I'm uncertain whether you're asking for code to compute loss over the full image, or to reconstruct the full image for viewing. If the latter, this is the code I ended up using to reconstruct the input image from the patches. @lucidrains feel free to fold this in if this is something you feel would be useful. The function ingests the raw patches and can return:
masked_indices
masked_indices
and pred_pixel_values
def reconstruct_image(self, patches, model_input, mean, std, masked_indices=None, pred_pixel_values=None, patch_size=8):
"""
Reconstructs the image given patches. Can also reconstruct the masked image as well as the predicted image.
To reconstruct the raw image from the patches, set masked_indices=None and pred_pixel_values=None. To reconstruct
the masked image, set masked_indices= the masked_indices tensor created in the `forward` call. To reconstruct the
predicted image, set masked_indices and pred_pixel_values = to their respective tensors created in the `forward` call.
ARGS:
patches (torch.Tensor): The raw patches (pre-patch embedding) generated for the given model input. Shape is
(batch_size x num_patches x patch_size^2 * channels)
model_input (torch.Tensor): The input images to the given model (batch_size x channels x height x width)
mean (list[float]): An array representing the per-channel mean of the dataset used to
denormalize the input and predicted pixels. (1 x channels)
std (list[float]): An array representing the per-channel std of the dataset used to
denormalize the input and predicted pixels. (1 x channels)
masked_indices (torch.Tensor): The patch indices that are masked (batch_size x masking_ratio * num_patches)
pred_pixel_values (torch.Tensor): The predicted pixel values for the patches that are masked (batch_size x masking_ratio * num_patches x patch_size^2 * channels)
RETURN:
reconstructed_image (torch.Tensor): Tensor containing the reconstructed image (batch_size x channels x height x width)
"""
patches = patches.cpu()
masked_indices_in = masked_indices is not None
predicted_pixels_in = pred_pixel_values is not None
if masked_indices_in:
masked_indices = masked_indices.cpu()
if predicted_pixels_in:
pred_pixel_values = pred_pixel_values.cpu()
patch_width = patch_height = patch_size
reconstructed_image = patches.clone()
if masked_indices_in or predicted_pixels_in:
for i in range(reconstructed_image.shape[0]):
if masked_indices_in and predicted_pixels_in:
reconstructed_image[i, masked_indices[i].cpu()] = pred_pixel_values[i, :].cpu().float()
elif masked_indices_in:
reconstructed_image[i, masked_indices[i].cpu()] = 0
invert_patch = Rearrange('b (h w) (p1 p2 c) -> b c (h p1) (w p2)', w=int(model_input.shape[3] / patch_width),
h=int(model_input.shape[2] / patch_height), c=model_input.shape[1],
p1=patch_height, p2=patch_width)
reconstructed_image = invert_patch(reconstructed_image)

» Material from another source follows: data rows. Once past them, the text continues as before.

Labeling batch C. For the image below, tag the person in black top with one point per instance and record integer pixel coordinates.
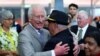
(58, 23)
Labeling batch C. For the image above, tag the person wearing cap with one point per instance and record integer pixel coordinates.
(58, 27)
(8, 36)
(33, 37)
(84, 28)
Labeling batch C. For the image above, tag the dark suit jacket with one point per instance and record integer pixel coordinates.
(89, 29)
(64, 36)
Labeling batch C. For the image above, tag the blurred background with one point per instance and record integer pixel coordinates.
(20, 7)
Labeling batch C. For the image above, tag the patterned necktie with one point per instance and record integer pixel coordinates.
(80, 34)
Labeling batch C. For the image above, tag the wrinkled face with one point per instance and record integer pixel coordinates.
(82, 21)
(51, 27)
(7, 22)
(73, 10)
(91, 47)
(38, 18)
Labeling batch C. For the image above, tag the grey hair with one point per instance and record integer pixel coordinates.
(62, 27)
(5, 14)
(84, 13)
(31, 12)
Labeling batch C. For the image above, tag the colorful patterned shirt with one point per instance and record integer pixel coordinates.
(8, 40)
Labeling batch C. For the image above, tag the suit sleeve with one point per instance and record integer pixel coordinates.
(25, 48)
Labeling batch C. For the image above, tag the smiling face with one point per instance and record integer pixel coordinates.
(91, 47)
(7, 22)
(73, 10)
(38, 18)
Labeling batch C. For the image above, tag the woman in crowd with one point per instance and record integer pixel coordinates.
(8, 35)
(92, 44)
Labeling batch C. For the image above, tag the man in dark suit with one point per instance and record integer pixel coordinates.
(83, 25)
(58, 23)
(33, 37)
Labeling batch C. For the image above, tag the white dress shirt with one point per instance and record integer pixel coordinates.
(84, 30)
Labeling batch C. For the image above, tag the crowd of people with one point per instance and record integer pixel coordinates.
(67, 33)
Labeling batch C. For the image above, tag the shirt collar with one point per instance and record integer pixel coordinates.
(85, 27)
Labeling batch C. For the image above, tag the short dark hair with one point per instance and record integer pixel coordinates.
(95, 35)
(73, 5)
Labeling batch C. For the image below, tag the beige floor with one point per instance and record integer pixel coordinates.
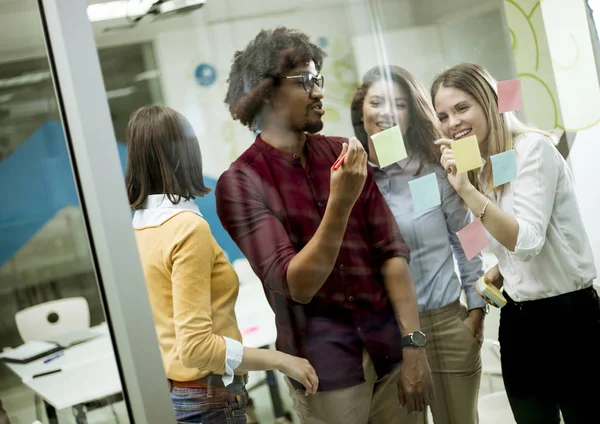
(19, 401)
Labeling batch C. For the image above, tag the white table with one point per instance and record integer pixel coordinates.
(89, 370)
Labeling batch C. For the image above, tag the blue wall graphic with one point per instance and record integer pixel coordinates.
(36, 182)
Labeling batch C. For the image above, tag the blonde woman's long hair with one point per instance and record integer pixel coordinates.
(503, 128)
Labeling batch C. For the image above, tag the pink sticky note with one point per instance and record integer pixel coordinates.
(509, 96)
(473, 239)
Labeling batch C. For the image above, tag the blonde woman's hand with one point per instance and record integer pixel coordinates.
(493, 277)
(302, 371)
(460, 182)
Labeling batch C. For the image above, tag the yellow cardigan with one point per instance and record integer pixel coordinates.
(193, 290)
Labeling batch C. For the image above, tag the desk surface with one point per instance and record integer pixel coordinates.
(89, 370)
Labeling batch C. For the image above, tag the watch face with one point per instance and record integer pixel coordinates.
(419, 339)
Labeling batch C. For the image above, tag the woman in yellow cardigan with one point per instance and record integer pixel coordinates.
(192, 286)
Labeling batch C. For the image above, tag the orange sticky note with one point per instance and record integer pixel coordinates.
(473, 239)
(466, 154)
(509, 96)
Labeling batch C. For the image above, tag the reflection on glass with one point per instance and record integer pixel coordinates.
(50, 305)
(193, 56)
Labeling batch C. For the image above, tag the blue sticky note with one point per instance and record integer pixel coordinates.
(425, 192)
(504, 167)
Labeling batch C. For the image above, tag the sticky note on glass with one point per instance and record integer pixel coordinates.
(466, 154)
(504, 167)
(473, 239)
(389, 146)
(425, 192)
(509, 96)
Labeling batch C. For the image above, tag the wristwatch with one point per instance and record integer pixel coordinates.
(415, 339)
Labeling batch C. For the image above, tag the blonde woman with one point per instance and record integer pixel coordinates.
(191, 285)
(550, 328)
(391, 96)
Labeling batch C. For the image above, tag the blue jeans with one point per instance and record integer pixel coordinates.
(226, 406)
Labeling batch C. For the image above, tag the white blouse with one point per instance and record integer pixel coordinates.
(553, 254)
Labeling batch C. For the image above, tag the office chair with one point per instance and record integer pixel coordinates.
(53, 318)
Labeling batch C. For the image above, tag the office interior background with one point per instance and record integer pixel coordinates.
(183, 62)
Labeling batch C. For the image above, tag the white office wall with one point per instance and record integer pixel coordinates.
(583, 161)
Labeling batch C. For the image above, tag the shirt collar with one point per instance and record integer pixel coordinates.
(158, 209)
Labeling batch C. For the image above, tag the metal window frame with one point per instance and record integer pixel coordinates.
(92, 146)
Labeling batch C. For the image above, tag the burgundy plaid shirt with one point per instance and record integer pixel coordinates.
(272, 206)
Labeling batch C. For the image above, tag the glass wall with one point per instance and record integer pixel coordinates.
(58, 356)
(512, 39)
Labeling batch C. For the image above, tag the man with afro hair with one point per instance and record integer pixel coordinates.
(322, 241)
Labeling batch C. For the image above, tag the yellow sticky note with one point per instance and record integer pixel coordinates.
(389, 146)
(466, 154)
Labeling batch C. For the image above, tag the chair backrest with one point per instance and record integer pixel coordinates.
(53, 318)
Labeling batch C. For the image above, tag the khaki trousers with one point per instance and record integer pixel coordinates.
(374, 402)
(454, 357)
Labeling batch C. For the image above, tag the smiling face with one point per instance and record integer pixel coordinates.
(460, 115)
(299, 109)
(383, 108)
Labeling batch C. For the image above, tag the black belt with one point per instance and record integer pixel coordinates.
(211, 381)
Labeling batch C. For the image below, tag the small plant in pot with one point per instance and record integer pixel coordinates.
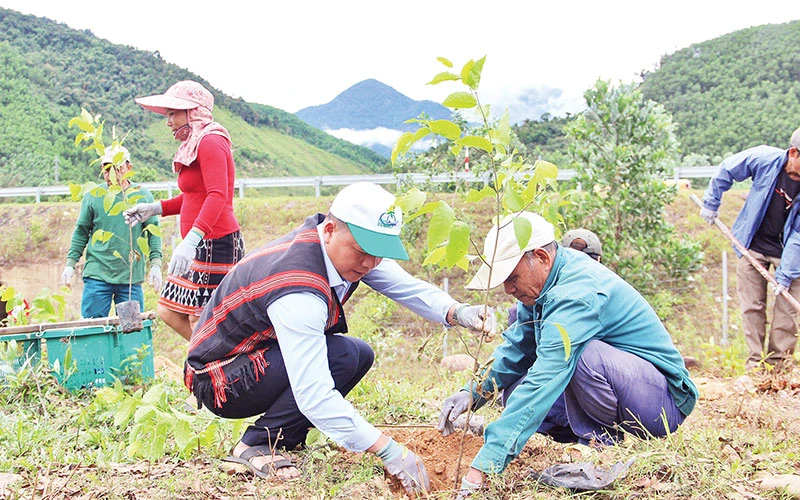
(117, 194)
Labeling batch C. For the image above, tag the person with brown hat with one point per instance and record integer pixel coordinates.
(619, 372)
(212, 240)
(767, 225)
(107, 278)
(271, 340)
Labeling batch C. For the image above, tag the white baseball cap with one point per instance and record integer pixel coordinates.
(112, 151)
(373, 220)
(508, 253)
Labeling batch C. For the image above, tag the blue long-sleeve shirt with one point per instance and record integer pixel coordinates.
(762, 164)
(587, 301)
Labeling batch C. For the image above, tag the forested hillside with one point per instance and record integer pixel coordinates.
(48, 71)
(726, 94)
(733, 92)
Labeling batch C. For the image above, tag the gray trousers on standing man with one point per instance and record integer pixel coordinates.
(752, 288)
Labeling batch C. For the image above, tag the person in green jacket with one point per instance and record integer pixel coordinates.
(106, 276)
(619, 373)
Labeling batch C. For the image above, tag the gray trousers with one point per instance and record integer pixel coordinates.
(752, 289)
(611, 392)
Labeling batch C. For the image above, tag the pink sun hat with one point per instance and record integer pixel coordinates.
(183, 95)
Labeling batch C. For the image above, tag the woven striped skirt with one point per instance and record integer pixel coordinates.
(188, 294)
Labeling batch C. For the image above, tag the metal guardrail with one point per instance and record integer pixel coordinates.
(317, 182)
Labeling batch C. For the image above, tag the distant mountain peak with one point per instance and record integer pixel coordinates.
(368, 105)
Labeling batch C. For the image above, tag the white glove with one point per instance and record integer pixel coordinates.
(708, 215)
(467, 489)
(479, 319)
(403, 464)
(66, 276)
(141, 212)
(184, 254)
(154, 277)
(778, 289)
(452, 407)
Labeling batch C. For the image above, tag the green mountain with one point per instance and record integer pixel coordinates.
(725, 95)
(371, 104)
(48, 72)
(733, 92)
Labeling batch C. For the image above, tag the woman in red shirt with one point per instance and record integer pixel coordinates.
(212, 241)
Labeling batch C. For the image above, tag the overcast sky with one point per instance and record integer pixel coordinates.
(298, 53)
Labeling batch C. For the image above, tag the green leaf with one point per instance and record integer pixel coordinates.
(501, 134)
(446, 128)
(82, 124)
(513, 200)
(444, 76)
(475, 141)
(125, 412)
(471, 73)
(435, 256)
(564, 338)
(459, 243)
(108, 200)
(101, 236)
(153, 229)
(523, 231)
(117, 208)
(144, 246)
(75, 191)
(155, 394)
(441, 222)
(410, 201)
(463, 263)
(428, 208)
(460, 100)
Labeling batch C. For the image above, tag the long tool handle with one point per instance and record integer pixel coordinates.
(746, 254)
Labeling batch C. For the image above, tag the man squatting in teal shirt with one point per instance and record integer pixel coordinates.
(622, 374)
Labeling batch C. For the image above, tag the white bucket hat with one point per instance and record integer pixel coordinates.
(508, 252)
(375, 224)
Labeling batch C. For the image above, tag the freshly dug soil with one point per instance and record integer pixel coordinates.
(439, 454)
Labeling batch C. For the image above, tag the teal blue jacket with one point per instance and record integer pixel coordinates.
(584, 300)
(108, 262)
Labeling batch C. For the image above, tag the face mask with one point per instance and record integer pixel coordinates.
(182, 133)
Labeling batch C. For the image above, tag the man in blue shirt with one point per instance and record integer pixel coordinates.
(768, 227)
(586, 361)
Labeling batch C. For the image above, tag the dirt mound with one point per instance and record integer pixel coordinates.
(439, 454)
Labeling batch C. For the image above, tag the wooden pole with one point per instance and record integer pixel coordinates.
(41, 327)
(746, 254)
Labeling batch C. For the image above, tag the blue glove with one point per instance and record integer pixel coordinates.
(154, 276)
(184, 254)
(452, 407)
(141, 212)
(778, 289)
(66, 276)
(708, 215)
(403, 464)
(467, 489)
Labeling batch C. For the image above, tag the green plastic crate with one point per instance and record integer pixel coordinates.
(100, 353)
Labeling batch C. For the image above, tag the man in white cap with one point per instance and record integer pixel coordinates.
(767, 226)
(105, 276)
(618, 373)
(271, 341)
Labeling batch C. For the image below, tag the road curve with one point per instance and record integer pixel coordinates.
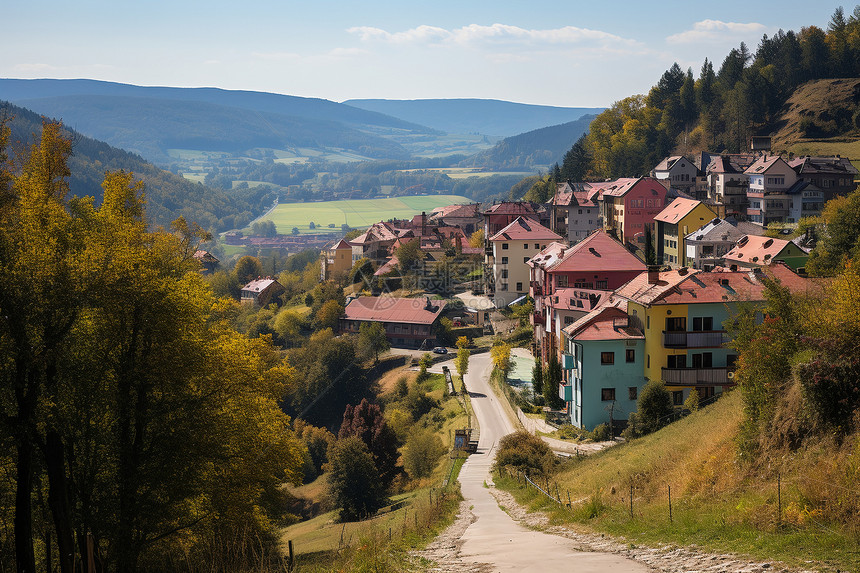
(494, 538)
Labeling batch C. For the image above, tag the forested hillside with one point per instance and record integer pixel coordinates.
(539, 148)
(721, 108)
(168, 195)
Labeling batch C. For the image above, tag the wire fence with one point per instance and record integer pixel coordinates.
(543, 485)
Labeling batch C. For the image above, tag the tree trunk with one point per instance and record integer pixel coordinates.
(58, 500)
(24, 557)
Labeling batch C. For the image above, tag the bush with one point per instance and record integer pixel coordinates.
(354, 483)
(422, 453)
(692, 401)
(655, 403)
(601, 433)
(526, 453)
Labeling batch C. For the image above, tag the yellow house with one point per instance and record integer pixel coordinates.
(680, 218)
(335, 260)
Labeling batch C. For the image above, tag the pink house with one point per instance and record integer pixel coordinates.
(629, 205)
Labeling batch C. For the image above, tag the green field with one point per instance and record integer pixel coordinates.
(359, 213)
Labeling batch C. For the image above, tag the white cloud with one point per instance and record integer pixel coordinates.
(716, 30)
(275, 56)
(476, 34)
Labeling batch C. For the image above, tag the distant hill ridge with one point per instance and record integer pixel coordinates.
(168, 195)
(485, 116)
(539, 148)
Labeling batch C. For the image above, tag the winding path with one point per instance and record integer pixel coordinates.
(492, 540)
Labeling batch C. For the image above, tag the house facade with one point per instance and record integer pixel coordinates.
(507, 272)
(606, 358)
(408, 322)
(335, 260)
(674, 223)
(706, 247)
(629, 205)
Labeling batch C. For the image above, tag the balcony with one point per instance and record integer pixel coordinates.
(697, 376)
(694, 339)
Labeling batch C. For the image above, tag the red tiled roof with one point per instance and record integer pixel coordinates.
(677, 210)
(511, 208)
(259, 285)
(525, 229)
(604, 323)
(762, 164)
(571, 298)
(756, 249)
(390, 309)
(598, 252)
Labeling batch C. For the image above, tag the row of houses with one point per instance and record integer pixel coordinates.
(662, 325)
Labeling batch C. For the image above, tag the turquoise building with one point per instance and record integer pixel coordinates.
(604, 365)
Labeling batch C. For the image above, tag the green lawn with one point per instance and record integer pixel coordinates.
(358, 213)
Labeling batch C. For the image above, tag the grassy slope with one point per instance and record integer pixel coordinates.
(356, 213)
(818, 101)
(718, 503)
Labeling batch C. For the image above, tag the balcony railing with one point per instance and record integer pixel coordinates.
(694, 339)
(696, 376)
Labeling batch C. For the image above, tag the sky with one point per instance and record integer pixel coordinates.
(564, 53)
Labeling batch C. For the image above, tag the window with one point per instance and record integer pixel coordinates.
(703, 360)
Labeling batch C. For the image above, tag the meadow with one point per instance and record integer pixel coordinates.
(328, 216)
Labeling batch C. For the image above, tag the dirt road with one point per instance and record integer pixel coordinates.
(485, 538)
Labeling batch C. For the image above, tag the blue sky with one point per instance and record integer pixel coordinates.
(565, 53)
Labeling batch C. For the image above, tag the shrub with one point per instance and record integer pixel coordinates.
(692, 401)
(422, 453)
(655, 403)
(354, 483)
(601, 433)
(526, 453)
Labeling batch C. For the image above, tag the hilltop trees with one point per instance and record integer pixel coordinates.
(718, 111)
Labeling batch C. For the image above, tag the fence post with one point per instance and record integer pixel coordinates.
(670, 504)
(779, 498)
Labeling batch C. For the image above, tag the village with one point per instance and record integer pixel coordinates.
(630, 280)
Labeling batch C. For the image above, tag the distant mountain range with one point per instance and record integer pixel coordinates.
(152, 120)
(168, 196)
(484, 116)
(534, 149)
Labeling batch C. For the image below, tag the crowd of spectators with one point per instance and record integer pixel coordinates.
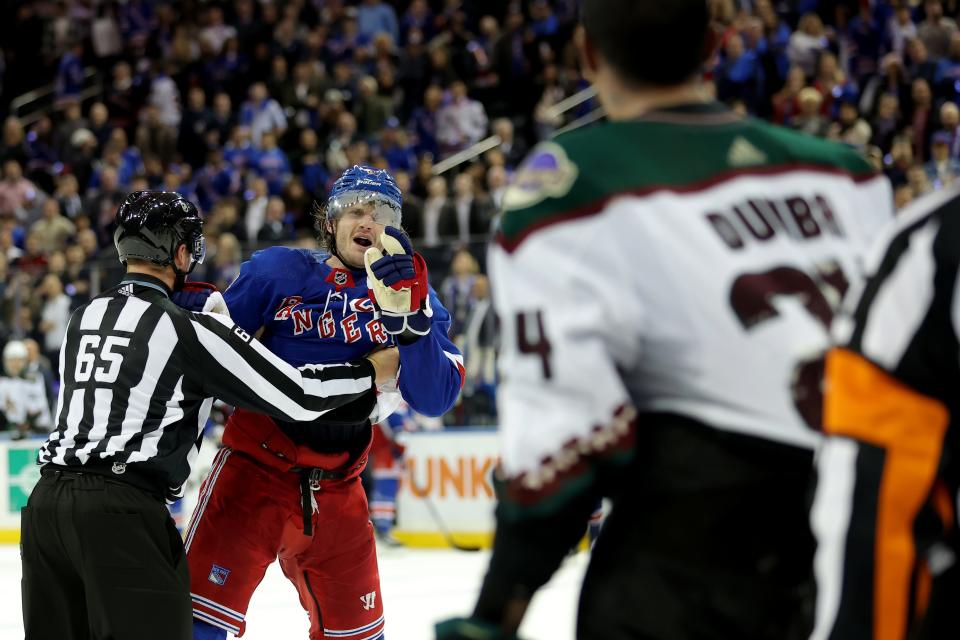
(252, 108)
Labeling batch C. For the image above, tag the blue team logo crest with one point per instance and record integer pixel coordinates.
(546, 173)
(218, 575)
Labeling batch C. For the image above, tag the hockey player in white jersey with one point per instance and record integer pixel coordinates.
(665, 281)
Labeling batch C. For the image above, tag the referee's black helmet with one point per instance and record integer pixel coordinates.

reconstructed_image = reconstructed_image.numpy().transpose(0, 2, 3, 1)
reconstructed_image *= np.array(std)
reconstructed_image += np.array(mean)
return reconstructed_image.transpose(0, 3, 2, 1)
reconstructed_image = reconstructed_image.detach().numpy().transpose(0, 2, 3, 1) #bgr reconstructed_image *= std reconstructed_image += mean
Can these lines of code be omitted?
If you omit those lines, then I believe reconstructed_image
will be close to zero-mean and unit standard-deviation (since the network is trained on normalized output), which isn't great for visualization. However, if you didn't train your model on normalized data, then you should be fine to remove those lines.
Ok, thank you very much, because if I add these, the output forecast image and mask image are all white, by the way, are STD and mean set to (1,3), and the output forecast image I trained for a while seems to have only pixels of color in the mask part
@kcetskcaz did you add the function to the MAE class? If so, how did you cal lit? If not, how did you implement it? I'm a bit confused over the whole thing.
Thank you for your efforts, but I have a question about MAE code.
https://github.com/lucidrains/vit-pytorch/blob/dc57c75478c98241fd232a64a7bb4c23c5861730/vit_pytorch/mae.py#L91
MSE loss was calculated between vectors other than the original image, but what code should I add to check if the recon works well through the output image?